Quelques exemples, avec liens directs

Pierre Béguin, dans la Gazette de Lausanne du 30 avril 1964, sur l’ouverture de l’Exposition nationale suisse, à Lausanne:

«[…] Sans complaisance aucune, avec une entière conviction, on doit enregistrer ce fait capital: [l’Exposition nationale de 1964 à Lausanne est] une œuvre d’une incroyable audace à tous points de vue. […] Aussi ne peut-on se dissimuler [qu’elle] surprendra et qu’elle bousculera. […] Elle évoque les constantes [de la Suisse] qui lui ont permis de devenir ce qu’elle est, elle définit avec une juste pudeur les valeurs auxquelles elle doit rester fidèle, mais […] elle est placée en face de ses responsabilités d’aujourd’hui et de demain. […] Les habitués de nos kermesses seront désorientés et même désemparés. […]

L’Exposition a donc pris un risque, et même très lourd. Mais elle n’aura pas à s’en repentir. Les vérités qui nous sont offertes nous accompagneront pendant longtemps. Elles seront le thème de nos méditations futures. Elles prendront un cours nouveau. Il y a dans cette exposition un côté «coup de balai». La route sera dégagée de cent préjugés et de mille idées toutes faites. C’est une grande chose que d’avoir tenté de rallier notre peuple autour de quelques valeurs permanentes, mais en même temps d’avoir tenté que notre pays ne soit plus – mauvais luxe qu’il ne peut plus s’offrir – le pays des silences complices et de médiocres connivences.»

Georges Perrin, dans le Journal de Genève du 21 juillet 1969, quelques heures avant le premier alunissage:

[…] Le 16 juillet 1969 l’équipage de la capsule Apollo-11 est lancé en direction de notre satellite avec mission d’y poser le pied – et d’en revenir, mais au moment où j’écris ces lignes, le programme entier n’est pas encore accompli. […]

Les tentatives les plus audacieuses et les succès les plus spectaculaires devraient […] nous stimuler. Non point pour nous inciter à nous élever au-dessus de nos possibilités, mais pour nous engager à développer au maximum toutes nos facultés.

La conquête de la Lune ou d’autres planètes n’abolira jamais les domaines combien plus modestes où l’intelligence de la pensée de l’homme, son esprit de recherche et d’invention trouveront à s’exercer, et à des fins essentielles à la vie harmonieuse de son semblable ou à celle d’une communauté, quels que soient son caractère et son étendue. En d’autres termes et même si, ce que chacun souhaite, Armstrong, Aldrin et Collins nous ramènent quelques échantillons du sol lunaire, la Suisse aura toujours un plus grand besoin de savants et de chercheurs, mais aussi de techniciens, d’une jeunesse capable d’assurer la relève des «cadres», enfin de travailleurs hautement qualifiés.

Jacques Pilet, dans Le Nouveau Quotidien du 7 décembre 1992, au lendemain du rejet, par les Suisses, du traité sur l’Espace économique européen:

«La Suisse s’accroche au rêve de la voie solitaire. Durement frappée par la récession, elle décide souverainement de se priver des avantages du grand marché européen. Ce vote plonge notre pays dans un isolement d’une extrême gravité. La dégringolade économique va se poursuivre. Le chômage va exploser et les tensions sociales s’accroître. Les mois d’incertitudes et de tâtonnements diplomatiques qui s’annoncent feront mal.
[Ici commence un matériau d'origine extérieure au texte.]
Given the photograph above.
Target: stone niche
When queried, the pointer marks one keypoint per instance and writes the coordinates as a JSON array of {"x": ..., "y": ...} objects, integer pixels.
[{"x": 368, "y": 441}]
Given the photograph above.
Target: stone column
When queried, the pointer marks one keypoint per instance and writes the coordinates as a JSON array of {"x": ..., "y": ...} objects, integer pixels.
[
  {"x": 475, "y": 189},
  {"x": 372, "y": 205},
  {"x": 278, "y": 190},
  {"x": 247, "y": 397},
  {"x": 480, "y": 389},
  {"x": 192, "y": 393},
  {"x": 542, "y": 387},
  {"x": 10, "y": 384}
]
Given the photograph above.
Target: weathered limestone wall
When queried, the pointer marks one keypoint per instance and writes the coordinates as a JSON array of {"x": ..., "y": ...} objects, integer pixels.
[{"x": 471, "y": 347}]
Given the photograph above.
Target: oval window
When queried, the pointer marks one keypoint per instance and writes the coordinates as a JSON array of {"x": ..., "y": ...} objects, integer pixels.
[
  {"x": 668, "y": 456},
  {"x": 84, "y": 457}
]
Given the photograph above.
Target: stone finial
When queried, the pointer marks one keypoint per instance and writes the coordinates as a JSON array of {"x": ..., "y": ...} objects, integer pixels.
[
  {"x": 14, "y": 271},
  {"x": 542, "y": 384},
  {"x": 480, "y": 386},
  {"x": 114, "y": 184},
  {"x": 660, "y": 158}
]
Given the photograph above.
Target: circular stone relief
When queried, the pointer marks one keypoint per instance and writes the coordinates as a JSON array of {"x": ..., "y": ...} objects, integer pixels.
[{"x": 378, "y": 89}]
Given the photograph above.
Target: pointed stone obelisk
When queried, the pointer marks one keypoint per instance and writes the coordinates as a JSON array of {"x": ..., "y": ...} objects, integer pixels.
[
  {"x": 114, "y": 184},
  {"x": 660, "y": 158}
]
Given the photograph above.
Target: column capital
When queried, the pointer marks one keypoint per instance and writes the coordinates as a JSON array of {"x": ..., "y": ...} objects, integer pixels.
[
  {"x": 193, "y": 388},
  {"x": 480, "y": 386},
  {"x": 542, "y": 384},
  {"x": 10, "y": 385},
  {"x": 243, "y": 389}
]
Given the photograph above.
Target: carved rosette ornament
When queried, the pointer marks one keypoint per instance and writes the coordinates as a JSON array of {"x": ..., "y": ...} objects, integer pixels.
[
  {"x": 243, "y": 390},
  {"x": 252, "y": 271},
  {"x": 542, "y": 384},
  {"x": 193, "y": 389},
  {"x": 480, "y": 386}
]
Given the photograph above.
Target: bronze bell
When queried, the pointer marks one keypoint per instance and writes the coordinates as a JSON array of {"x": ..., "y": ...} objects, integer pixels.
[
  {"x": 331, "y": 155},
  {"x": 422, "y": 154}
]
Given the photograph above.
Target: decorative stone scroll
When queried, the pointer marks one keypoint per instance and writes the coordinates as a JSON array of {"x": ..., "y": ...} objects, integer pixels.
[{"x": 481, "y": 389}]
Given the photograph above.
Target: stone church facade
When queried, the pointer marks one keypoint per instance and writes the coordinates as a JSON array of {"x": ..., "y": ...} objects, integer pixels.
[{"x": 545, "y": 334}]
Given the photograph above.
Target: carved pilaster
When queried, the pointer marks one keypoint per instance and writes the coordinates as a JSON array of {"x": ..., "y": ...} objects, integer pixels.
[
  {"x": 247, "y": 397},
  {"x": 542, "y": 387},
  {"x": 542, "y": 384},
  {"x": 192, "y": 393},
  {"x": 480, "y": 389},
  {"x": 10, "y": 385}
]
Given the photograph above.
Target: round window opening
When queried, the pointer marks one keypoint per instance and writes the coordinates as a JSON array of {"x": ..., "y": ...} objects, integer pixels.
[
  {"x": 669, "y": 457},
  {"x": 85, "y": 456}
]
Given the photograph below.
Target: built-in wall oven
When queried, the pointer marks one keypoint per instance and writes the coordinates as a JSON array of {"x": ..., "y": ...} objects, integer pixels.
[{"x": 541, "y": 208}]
Cela dit, il n’est pas question pour nous, Romands, qui avons si clairement dit notre volonté d’ouverture, de céder au découragement. […]

Dans deux, dans trois ans ou plus, le peuple suisse devra se prononcer une nouvelle fois. D’ici là, une majorité favorable à ce grand pas peut se former. […] Politiquement, les esprits vont aussi évoluer. […]

En quelques mois, en quelques semaines même, un grand chemin a été parcouru. Un Suisse sur deux a dit oui. La dynamique est engagée. Fonçons. Nous serons tous, Alémaniques, Tessinois et Romands, au rendez-vous. […]

Ce dimanche, il y a […] une raison de se réjouir, une raison de fierté même: le vote massif et unanime des Romands en faveur de l’ouverture. Leur personnalité, leur vision et leur génie propres s’affirment de façon plus claire que jamais. Ils ont un projet. Et ils y puiseront une grande force. Car il nous en faudra pour […] faire face au gros temps qui se lève.»